La question des poubelles en Himalaya…
Pourquoi les hommes s’évertuent-ils à détruire ce qui les nourrit profondément ?
Pourquoi les alpinistes s’évertuent-ils à détruire la nature et la montagne elle-même ?
Ma saison himalayenne de l’automne 2016 m’a conduit au Camp de Base du Tukuche, dans la Hidden Valley.
La situation y est catastrophique : l’endroit était une véritable décharge publique.
Alors qu’il y a quelques années déjà, une action de nettoyage exemplaire ,DHAULA GUERI avait été organisée par Breffni et ses amis.
Alors, pourquoi s’évertuer à nettoyer un camp de base si en quelques années la quantité de déchets n’a pas diminuée ? Ou pire, s’il y a encore plus de poubelles qu’avant ?
Personnellement, je n’ai pas envie de vivre et de camper dans une décharge publique, ni de partager cette expérience avec mes compagnons de voyage et d’expédition.
Pour être cru et réaliste, sommes-nous condamnés à rester dans notre Merde ? Ou allons nous réfléchir aux véritables causes du problème ?
Et surtout agir ?
De retour dans la vallée, trois expéditions plus tard, le constat est encore pire que ce que j’imaginais.
Voici trois exemples de mon automne 2016, dans des lieux très différents,
trois exemples parmi des centaines d’autres.
- Au Mukot Himal, un petit sommet derrière le Dhaulagiri, entre la Hidden Valley et le Dolpo, quelle n’est pas ma surprise de trouver des poubelles discrètement abandonnées un peu à l’écart du camp de base ! Rien de surprenant au Népal… sauf que ce sommet vient juste d’être autorisé et que nous sommes la troisième équipe sur les lieux !
Or, à l’automne 2015, deux groupes d’un grand Tour Operator Anglais (KE) faisaient l’ascension du Mukot Himal, encadrés par des guides Anglais UIAGM et une équipe népalaise. - Versant Hidden Valley, la situation est encore pire !
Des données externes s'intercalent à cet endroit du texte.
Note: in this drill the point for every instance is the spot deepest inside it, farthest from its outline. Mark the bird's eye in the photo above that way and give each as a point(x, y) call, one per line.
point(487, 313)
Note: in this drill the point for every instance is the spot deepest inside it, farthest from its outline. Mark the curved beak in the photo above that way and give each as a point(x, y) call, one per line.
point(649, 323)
Au camp de base du Tukuche, un très beau sommet de « presque 7000 », il faut attentivement choisir son emplacement de tente pour ne pas vivre dans les poubelles. Le petit torrent qui alimente la cuisine est pollué de saletés de toute nature. Et ce lieu est suffisamment loin de tout pour n’être fréquenté que par les randonneurs et les alpinistes… - Et le troisième exemple est encore plus édifiant (et oui c’est possible) puisqu’il s’agit d’un camp de base uniquement utilisé pour les stages de formation pour gravir les sommets proches du Gangja La Peak . Les poubelles sont rassemblées dans une décharge, non loin de la cuisine…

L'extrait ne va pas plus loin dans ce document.